[citation][nom]face-plants[/nom]The only thing I know of that may bring the speed limit of 'c' into question is a recent experiment at an Italian particle accelerator where they appear to have had neutrinos reach a detector several miles away faster than the speed of light. It has not yet been explained in detail or repeated reliably but I'm curious to find out what the story is.[/citation]
They solved that months ago. It was a loose fiber optic cable delaying a measurement, the neutrinos did not exceed the speed of light.
[citation][nom]Old_Fogie_Late_Bloomer[/nom]1) No, because light doesn't travel at c in the atmosphere.[/citation]
Don't be pedantic. Transpose the metaphor into space and the problem re-appears.
2) Seriously, we're talking about a potential speedup of 0.000009%. How would you be able to tell the difference?
The measurement of a speed is totally irrelevant. It is either possible or not possible to exceed the speed of light. The universe doesn't give a shit about the stupid "if a tree falls in the woods" thought experiment. Things happen, whether or not people are around or know about it doesn't matter one iota.
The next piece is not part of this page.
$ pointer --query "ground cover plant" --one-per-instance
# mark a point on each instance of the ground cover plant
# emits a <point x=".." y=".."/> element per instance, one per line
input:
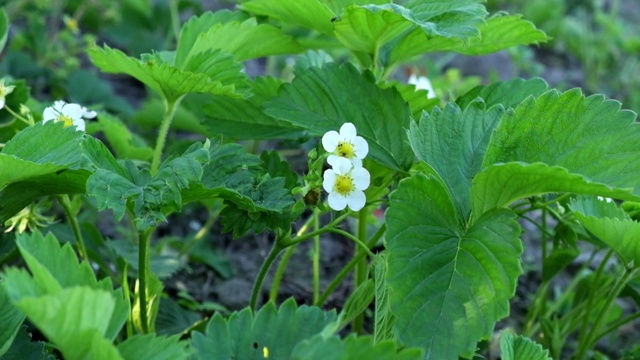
<point x="326" y="137"/>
3) Can you, in fact, articulate why light does not add the velocity of its source to its own natural velocity?
Sure thing.
An object moving at relativistic speeds (greater than around 10% of the speed of light, there's no hard cutoff where normal physics stop applying strictly) has an energy equal to its relativistic gamma multiplied by its mass multiplied by the speed of light squared. You'd recognize the bulk of this equation, e=mc^2, though it has an additional factor of y.
Y, the relativistic gamma, is equal to (1 - v^2/c^2)^-0.5.
If you're competent at high school algebra, you'll notice that as v, your velocity, approaches the speed of light, the gamma approaches infinity. Once it reaches the speed of light, the gamma becomes infinity. This means that moving at the speed of light requires infinite energy.
Let me know when you find a source of infinite energy. Even expending the entire universe's energy a trillion trillion trillion times a second for a googolplex of years won't get you to, or past, the speed of light, because while that's a lot of energy, it's still not infinite.